Is this possible using Python?
Any suggestions or comments appreciated.
If the packet format effectively uses XML-looking syntax (i.e., if the "closing tags" actually include a slash), the xml.etree.ElementTree could be used.
This libray is part of Python Standard Library, starting in Py2.5. I find it a very convenient one to deal with this kind of data. It provides many ways to read and to modify this kind of tree structure. Thanks to the generic nature of XML languages and to the XML awareness built-in the ElementTree library, the packet syntax could evolve easily for example to support repeating elements, element attributes.
Example:
>>> import xml.etree.ElementTree
>>> myPacket = '<PACKET><HEAD><ID>123</ID><SEQ>1</SEQ><FILENAME>Test99.txt</FILE
NAME></HEAD><DATA>spam and cheese</DATA></PACKET>'
>>> xt = xml.etree.ElementTree.fromstring(myPacket)
>>> wrk_ele = xt.find('HEAD/FILENAME')
>>> wrk_ele.text
'Test99.txt'
>>>
Something like this?
import re
def getPacketContent ( code, packetName ):
match = re.search( '<' + packetName + '>(.*?)<' + packetName + '>', code )
return match.group( 1 ) if match else ''
# usage
code = "<PACKET><HEAD><ID><ID><SEQ><SEQ><FILENAME><FILENAME><HEAD><DATA><DATA><PACKET>"
print( getPacketContent( code, 'HEAD' ) )
print( getPacketContent( code, 'SEQ' ) )
As mjv points out, there's not the least sense in inventing an XML-like format if you can just use XML.
But: If you're going to use XML for your packet format, you need to really use XML for it.
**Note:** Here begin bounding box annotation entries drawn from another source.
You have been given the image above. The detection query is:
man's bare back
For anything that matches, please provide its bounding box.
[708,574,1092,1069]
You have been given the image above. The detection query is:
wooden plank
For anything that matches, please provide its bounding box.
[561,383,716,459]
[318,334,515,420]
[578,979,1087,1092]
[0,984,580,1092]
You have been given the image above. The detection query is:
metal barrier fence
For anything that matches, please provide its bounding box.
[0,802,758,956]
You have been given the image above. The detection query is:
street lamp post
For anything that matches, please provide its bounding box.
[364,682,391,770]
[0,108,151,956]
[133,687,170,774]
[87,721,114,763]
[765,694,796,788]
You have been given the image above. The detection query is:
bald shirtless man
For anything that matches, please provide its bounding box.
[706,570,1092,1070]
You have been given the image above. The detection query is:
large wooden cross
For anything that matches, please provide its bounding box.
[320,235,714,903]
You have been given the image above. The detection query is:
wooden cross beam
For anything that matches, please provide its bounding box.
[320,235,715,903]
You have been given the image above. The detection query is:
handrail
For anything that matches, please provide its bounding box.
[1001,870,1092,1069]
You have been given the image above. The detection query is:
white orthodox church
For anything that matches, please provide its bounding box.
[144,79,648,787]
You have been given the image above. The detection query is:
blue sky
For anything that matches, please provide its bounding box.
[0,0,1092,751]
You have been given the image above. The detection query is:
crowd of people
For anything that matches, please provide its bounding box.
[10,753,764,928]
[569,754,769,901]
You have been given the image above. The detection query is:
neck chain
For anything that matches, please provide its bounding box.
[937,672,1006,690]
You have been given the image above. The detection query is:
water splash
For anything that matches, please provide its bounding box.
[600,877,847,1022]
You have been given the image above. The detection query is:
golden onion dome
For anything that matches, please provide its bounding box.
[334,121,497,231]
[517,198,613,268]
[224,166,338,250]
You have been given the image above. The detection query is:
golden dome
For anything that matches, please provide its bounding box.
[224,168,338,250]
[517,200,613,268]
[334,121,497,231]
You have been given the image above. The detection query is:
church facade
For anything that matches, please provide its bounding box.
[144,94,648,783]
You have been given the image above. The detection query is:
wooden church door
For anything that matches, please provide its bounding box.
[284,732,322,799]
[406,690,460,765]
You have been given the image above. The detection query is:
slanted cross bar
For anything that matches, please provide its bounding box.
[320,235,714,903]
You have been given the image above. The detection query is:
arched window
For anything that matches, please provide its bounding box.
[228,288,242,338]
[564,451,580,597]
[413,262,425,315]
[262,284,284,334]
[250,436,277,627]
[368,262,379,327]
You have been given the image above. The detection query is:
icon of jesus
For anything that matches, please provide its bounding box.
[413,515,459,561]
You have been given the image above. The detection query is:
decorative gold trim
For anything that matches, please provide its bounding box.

You should use an XML library to create your packets, not just to parse them. Otherwise you will come to grief the first time one of your field values contains an XML markup character.
You can, of course, write your own code to do the necessary escaping, filter out illegal characters, guarantee well-formedness, etc. For a format this simple, that may be all you need to do. But going down that path is a way to learn things about XML that you perhaps would rather not have to learn.
If using an XML library to create your packets is a problem, you're probably better off defining a custom format (and I'd define one that didn't look anything like XML, to keep people from getting ideas) and building a parser for it using pyparsing.